Arrivés au tournant, ils virent que la situation avait changé. En effet, les singes, pris d'un effroi subit, provoqué par quelque cause inconnue, cherchaient à s'enfuir. Deux ou trois couraient et sautaient d'une fenêtre à l'autre avec une agilité de clowns. Ils ne cherchaient même pas à replacer l'échelle, par laquelle il leur eût été facile de descendre, et, dans leur épouvante, peut-être avaient-ils oublié ce moyen de déguerpir. Bientôt, cinq ou six furent en position d'être tirés, et les colons, les visant à l'aise, firent feu. Les uns, blessés ou tués, retombèrent au dedans des chambres, en poussant des cris aigus.

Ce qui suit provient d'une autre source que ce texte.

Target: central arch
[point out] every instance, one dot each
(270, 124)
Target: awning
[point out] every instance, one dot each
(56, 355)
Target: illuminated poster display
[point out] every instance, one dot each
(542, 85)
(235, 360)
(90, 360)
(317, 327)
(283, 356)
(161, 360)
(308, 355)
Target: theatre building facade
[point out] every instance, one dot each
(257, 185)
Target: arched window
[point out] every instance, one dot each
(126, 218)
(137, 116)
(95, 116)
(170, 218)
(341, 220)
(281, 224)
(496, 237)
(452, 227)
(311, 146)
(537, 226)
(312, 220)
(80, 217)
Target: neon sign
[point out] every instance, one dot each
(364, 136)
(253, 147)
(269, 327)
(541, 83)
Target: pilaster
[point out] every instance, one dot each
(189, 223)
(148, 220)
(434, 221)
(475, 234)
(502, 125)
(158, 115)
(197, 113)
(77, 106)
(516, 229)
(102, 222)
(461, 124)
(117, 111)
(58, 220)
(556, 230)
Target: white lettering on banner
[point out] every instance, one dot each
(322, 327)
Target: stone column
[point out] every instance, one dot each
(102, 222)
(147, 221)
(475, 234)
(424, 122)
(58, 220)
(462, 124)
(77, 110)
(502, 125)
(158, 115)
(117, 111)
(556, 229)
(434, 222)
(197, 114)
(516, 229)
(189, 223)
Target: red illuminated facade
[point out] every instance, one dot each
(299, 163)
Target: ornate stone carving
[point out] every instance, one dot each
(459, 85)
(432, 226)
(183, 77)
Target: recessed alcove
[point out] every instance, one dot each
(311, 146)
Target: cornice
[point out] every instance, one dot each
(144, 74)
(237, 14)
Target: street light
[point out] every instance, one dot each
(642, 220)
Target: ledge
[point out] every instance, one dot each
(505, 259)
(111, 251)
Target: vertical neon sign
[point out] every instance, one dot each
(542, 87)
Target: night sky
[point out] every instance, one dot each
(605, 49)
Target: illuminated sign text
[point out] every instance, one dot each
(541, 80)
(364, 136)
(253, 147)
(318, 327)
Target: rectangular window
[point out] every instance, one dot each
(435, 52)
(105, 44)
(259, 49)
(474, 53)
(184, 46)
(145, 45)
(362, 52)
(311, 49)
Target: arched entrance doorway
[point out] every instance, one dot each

Les autres, précipités au dehors, se brisèrent dans leur chute, et, quelques instants après, on pouvait supposer qu'il n'y avait plus un quadrumane vivant dans Granite-House.

«Hurrah! s'écria Pencroff, hurrah! Hurrah!

— Pas tant de hurrahs! dit Gédéon Spilett.

— Pourquoi? Ils sont tous tués, répondit le marin.

— D'accord, mais cela ne nous donne pas le moyen de rentrer chez nous.

— Allons au déversoir! répliqua Pencroff.

— Sans doute, dit l'ingénieur. Cependant, il eût été préférable...»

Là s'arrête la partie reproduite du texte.